As a general rule, when you write up your will, you are entitled to leave your estate to whomever you wish; however, occasionally, someone will come forward and contest a will and the law makes certain provisions when this happens. Under the law, a person is entitled to leave any of his or her belongings to anyone he or she wants to. If you are considering contesting a loved one’s will, there are certain things to keep in mind. You must prove to the court that you have a legitimate reason for contesting that will and you must then meet certain requirements to make it happen.
Certain Requirements Must Be Met
If you are interested in contesting someone’s will, there are a few things that you should know. The law takes seriously a deceased person’s will and generally protects the provisions within the document so not just anyone can contest a will. If your loved one leaves a bequest to charity or to a third party instead of to a spouse and/or children, it is possible under these circumstances to contest it. However, you must also meet certain requirements, including that you must have been the spouse or life partner of the deceased at the time of his or her death, a child of the deceased, a former spouse of the deceased, or someone who at one time was completely dependent upon the deceased, including a grandchild.

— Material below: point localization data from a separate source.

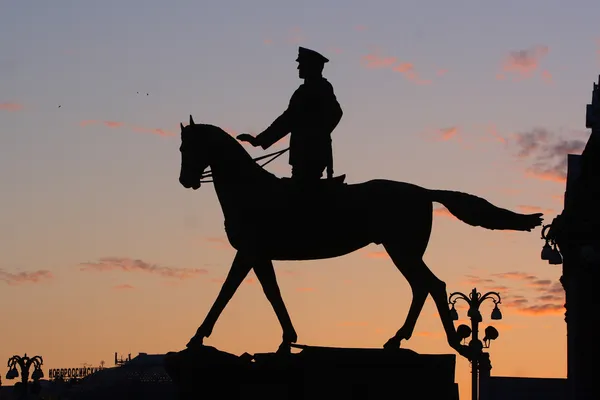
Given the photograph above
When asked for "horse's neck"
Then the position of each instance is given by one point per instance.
(232, 164)
(235, 174)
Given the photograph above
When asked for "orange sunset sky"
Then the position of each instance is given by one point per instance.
(102, 250)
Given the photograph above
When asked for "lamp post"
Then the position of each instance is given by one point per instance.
(25, 364)
(478, 358)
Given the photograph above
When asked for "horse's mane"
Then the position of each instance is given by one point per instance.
(232, 149)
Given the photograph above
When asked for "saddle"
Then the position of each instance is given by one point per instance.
(323, 182)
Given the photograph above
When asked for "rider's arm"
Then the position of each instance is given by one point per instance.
(279, 128)
(332, 108)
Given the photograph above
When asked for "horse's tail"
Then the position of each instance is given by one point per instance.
(476, 211)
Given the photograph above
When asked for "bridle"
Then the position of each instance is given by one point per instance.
(208, 174)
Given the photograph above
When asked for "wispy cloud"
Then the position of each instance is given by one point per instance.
(376, 254)
(443, 212)
(130, 265)
(547, 152)
(524, 63)
(133, 128)
(218, 242)
(375, 60)
(18, 278)
(548, 298)
(523, 293)
(305, 289)
(296, 36)
(247, 281)
(352, 324)
(534, 209)
(11, 107)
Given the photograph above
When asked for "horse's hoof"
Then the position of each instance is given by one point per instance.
(392, 344)
(284, 349)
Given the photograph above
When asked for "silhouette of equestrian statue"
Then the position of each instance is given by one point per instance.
(266, 219)
(312, 115)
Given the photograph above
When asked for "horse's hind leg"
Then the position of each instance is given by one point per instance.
(422, 282)
(263, 268)
(412, 269)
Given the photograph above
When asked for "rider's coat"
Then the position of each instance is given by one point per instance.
(311, 116)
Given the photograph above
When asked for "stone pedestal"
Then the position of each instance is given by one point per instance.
(315, 373)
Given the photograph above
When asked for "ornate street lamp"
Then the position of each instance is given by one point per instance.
(550, 252)
(478, 358)
(25, 364)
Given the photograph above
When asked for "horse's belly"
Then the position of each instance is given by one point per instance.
(304, 238)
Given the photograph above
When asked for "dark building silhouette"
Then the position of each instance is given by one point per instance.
(576, 231)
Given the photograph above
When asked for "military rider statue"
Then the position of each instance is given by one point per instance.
(311, 116)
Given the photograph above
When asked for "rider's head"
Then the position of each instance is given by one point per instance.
(310, 63)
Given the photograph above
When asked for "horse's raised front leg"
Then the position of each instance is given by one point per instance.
(239, 270)
(266, 276)
(440, 298)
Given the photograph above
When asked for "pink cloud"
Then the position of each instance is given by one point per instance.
(296, 36)
(218, 242)
(428, 334)
(560, 198)
(547, 76)
(88, 122)
(18, 278)
(11, 107)
(543, 309)
(448, 133)
(408, 70)
(376, 61)
(495, 136)
(247, 281)
(113, 124)
(377, 254)
(352, 324)
(443, 212)
(124, 286)
(154, 131)
(130, 265)
(134, 128)
(551, 176)
(525, 62)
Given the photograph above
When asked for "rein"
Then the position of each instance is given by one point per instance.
(208, 174)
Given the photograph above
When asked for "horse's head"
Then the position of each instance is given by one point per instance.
(194, 155)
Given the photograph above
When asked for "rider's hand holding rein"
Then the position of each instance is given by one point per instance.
(246, 137)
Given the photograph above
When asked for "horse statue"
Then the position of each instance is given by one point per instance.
(269, 218)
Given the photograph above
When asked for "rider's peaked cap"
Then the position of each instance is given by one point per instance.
(309, 55)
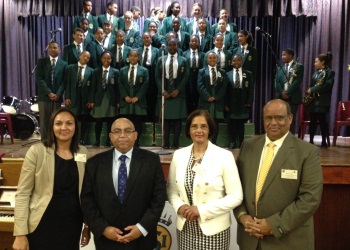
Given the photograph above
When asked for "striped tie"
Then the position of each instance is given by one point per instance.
(265, 167)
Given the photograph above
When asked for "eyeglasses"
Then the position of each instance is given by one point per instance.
(126, 132)
(202, 127)
(278, 118)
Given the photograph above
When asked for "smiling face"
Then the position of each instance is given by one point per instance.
(64, 127)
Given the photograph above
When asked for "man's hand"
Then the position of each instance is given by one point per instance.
(112, 233)
(133, 235)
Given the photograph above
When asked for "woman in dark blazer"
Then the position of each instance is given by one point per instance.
(104, 96)
(320, 91)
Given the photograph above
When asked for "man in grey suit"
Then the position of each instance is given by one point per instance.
(281, 218)
(123, 215)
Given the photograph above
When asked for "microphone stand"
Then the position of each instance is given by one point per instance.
(162, 151)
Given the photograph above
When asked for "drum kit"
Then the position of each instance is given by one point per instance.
(24, 114)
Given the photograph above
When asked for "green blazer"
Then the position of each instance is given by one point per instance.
(93, 24)
(138, 90)
(294, 89)
(250, 59)
(44, 82)
(97, 91)
(323, 92)
(288, 204)
(236, 99)
(71, 86)
(228, 57)
(168, 25)
(206, 90)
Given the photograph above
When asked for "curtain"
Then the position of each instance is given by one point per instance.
(308, 27)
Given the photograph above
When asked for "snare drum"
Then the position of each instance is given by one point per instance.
(34, 101)
(10, 104)
(24, 125)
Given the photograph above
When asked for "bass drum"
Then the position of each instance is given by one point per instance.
(24, 125)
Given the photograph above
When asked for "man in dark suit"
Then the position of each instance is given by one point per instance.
(71, 51)
(86, 13)
(282, 184)
(123, 215)
(50, 80)
(288, 82)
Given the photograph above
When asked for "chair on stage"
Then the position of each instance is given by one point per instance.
(304, 121)
(5, 119)
(343, 118)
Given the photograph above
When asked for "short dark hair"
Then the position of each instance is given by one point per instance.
(208, 118)
(289, 51)
(51, 138)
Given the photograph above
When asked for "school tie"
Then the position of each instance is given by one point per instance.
(264, 169)
(79, 49)
(219, 59)
(80, 77)
(122, 178)
(145, 58)
(120, 56)
(53, 67)
(237, 80)
(104, 79)
(194, 61)
(213, 77)
(171, 68)
(131, 78)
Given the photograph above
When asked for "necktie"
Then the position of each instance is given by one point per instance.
(53, 67)
(194, 61)
(237, 80)
(145, 58)
(104, 79)
(80, 77)
(213, 77)
(219, 58)
(264, 169)
(120, 56)
(131, 78)
(122, 178)
(79, 49)
(171, 73)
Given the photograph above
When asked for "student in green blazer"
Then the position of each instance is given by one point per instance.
(212, 85)
(133, 85)
(104, 96)
(50, 79)
(77, 91)
(176, 74)
(195, 59)
(231, 27)
(278, 213)
(320, 90)
(205, 39)
(247, 51)
(111, 15)
(238, 100)
(172, 12)
(149, 61)
(225, 55)
(86, 13)
(71, 52)
(118, 62)
(288, 82)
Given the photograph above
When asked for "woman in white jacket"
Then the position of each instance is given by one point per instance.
(203, 187)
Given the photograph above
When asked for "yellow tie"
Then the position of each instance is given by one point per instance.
(265, 167)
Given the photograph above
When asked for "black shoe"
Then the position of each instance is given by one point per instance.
(232, 145)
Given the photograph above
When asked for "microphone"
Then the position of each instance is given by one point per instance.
(54, 31)
(262, 31)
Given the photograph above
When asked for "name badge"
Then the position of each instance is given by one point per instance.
(289, 174)
(80, 157)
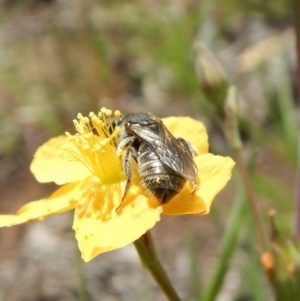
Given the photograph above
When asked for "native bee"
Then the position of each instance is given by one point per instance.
(164, 162)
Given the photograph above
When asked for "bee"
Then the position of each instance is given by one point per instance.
(164, 162)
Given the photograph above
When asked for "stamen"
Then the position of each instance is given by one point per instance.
(97, 153)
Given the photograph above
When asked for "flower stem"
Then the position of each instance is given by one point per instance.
(296, 10)
(232, 134)
(251, 200)
(148, 256)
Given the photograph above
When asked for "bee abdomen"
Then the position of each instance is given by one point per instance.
(164, 186)
(161, 180)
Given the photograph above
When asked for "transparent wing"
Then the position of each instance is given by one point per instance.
(175, 153)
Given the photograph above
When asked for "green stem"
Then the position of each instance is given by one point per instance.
(228, 243)
(148, 256)
(251, 200)
(232, 134)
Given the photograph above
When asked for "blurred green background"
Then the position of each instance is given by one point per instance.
(60, 57)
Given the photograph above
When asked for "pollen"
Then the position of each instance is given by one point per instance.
(95, 144)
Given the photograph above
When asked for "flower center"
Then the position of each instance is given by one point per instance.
(94, 145)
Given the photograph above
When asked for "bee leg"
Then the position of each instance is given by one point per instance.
(127, 170)
(188, 146)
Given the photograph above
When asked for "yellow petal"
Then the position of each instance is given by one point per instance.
(214, 173)
(48, 164)
(103, 229)
(190, 129)
(61, 200)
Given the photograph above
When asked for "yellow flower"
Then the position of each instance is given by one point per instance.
(92, 179)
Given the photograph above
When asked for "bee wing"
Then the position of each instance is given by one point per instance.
(175, 153)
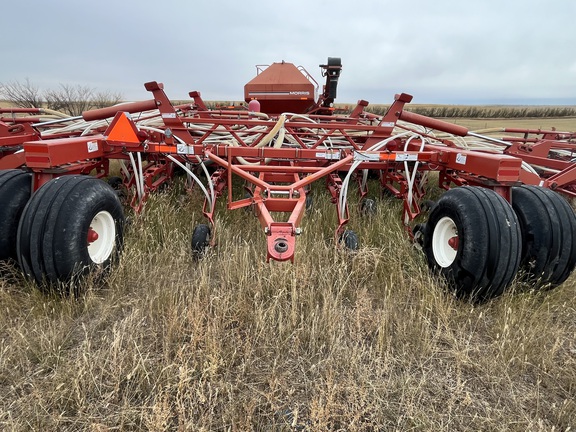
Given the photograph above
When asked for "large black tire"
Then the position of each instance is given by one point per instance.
(548, 228)
(472, 238)
(15, 191)
(71, 226)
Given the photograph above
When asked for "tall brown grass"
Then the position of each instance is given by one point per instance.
(367, 341)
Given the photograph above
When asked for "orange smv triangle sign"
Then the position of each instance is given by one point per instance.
(122, 130)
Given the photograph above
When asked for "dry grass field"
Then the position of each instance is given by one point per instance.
(369, 341)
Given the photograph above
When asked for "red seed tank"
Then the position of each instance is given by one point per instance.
(281, 87)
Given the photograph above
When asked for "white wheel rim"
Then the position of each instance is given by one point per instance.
(101, 248)
(444, 252)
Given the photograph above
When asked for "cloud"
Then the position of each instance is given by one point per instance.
(442, 51)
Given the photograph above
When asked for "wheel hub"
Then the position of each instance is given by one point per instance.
(101, 237)
(445, 242)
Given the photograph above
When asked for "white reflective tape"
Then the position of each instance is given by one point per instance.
(328, 155)
(461, 159)
(184, 149)
(403, 157)
(366, 157)
(92, 146)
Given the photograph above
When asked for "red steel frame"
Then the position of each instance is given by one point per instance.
(279, 177)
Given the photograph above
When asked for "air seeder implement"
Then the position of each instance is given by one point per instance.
(503, 209)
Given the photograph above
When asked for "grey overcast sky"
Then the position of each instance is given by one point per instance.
(440, 51)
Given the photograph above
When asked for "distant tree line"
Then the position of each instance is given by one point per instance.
(67, 98)
(480, 111)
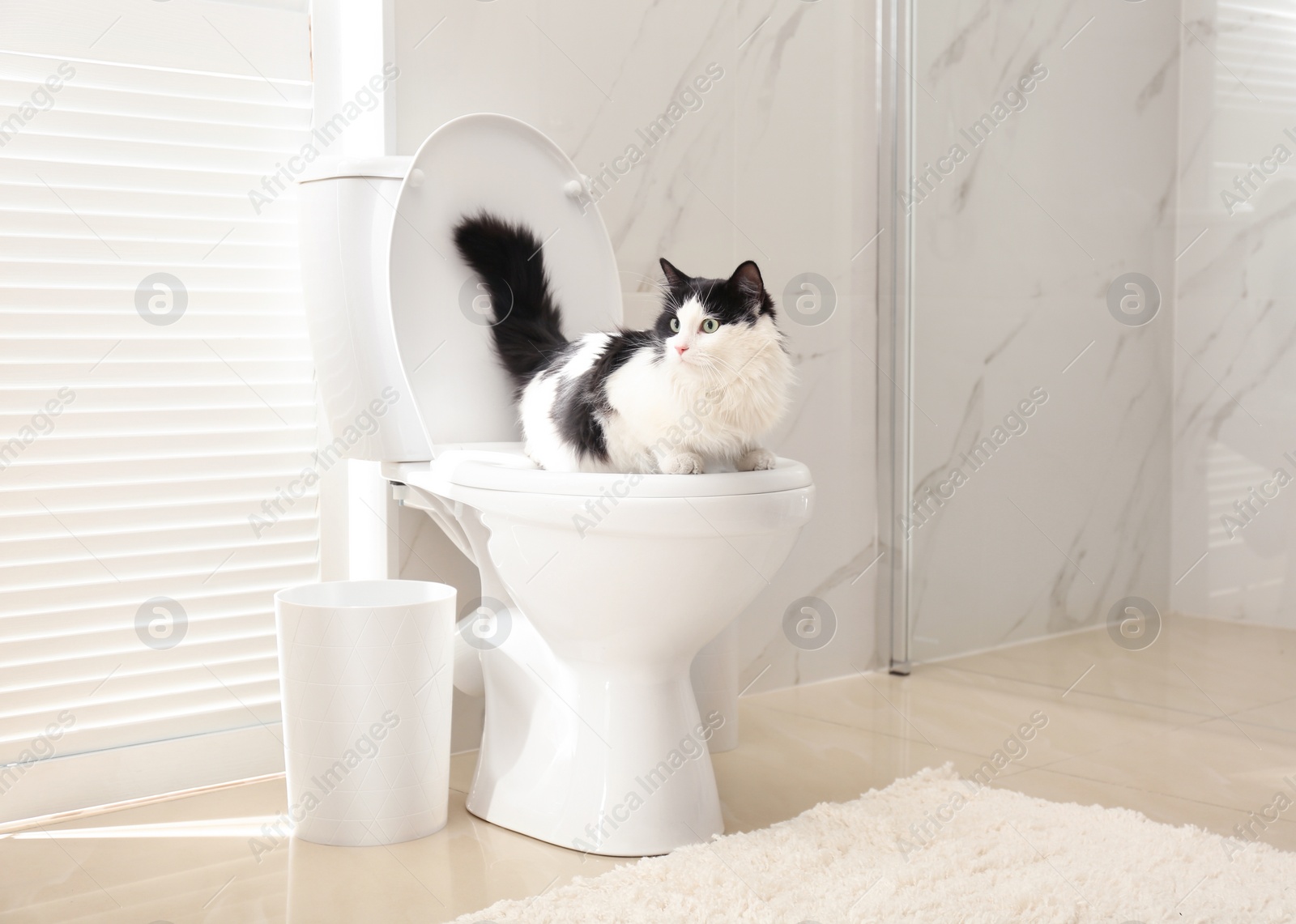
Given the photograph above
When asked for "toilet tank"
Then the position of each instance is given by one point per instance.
(347, 209)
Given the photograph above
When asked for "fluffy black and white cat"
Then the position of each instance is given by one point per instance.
(697, 389)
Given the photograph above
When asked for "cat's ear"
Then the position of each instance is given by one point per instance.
(747, 279)
(674, 278)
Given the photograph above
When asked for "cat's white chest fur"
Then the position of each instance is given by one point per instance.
(671, 408)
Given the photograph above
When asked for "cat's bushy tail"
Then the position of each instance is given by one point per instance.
(509, 259)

Of course, this is a description of who can contest a will in NSW but it does not mean that if you meet one of these requirements, you will automatically get what you want in the end. The court also looks at the reason why you want to contest the will and that essentially centres on whether or not the deceased had some type of moral obligation to provide for you. This means that they take into consideration your finances and your lifestyle and look at whether or not the deceased should have provided for you but didn’t. Once you fulfil both requirements – the eligibility and moral obligation aspects – the court then reviews your case and makes a determination based on everything that they found.
Improving Your Odds of Contesting a Will
The court always leans more towards the deceased’s wishes, but if you can prove that you are in some way related to the deceased and that this person should have provided for your education, maintenance, and advancement, you might just be successful in getting what you want. Although it may sound like a subjective process and in some ways it is just that, the courts do take everything into consideration when making their decision, which means that even if you are unsuccessful, you can know that they took the case and your request seriously.
Naturally, there are other aspects of contesting someone’s will so it is highly recommended that you speak to an attorney before making the decision to jump into this. Probate lawyers can help you understand the law and let you know what your chances are, and if they feel you have a case, they will stay by your side throughout the proceedings so that your chances of a positive outcome are increased.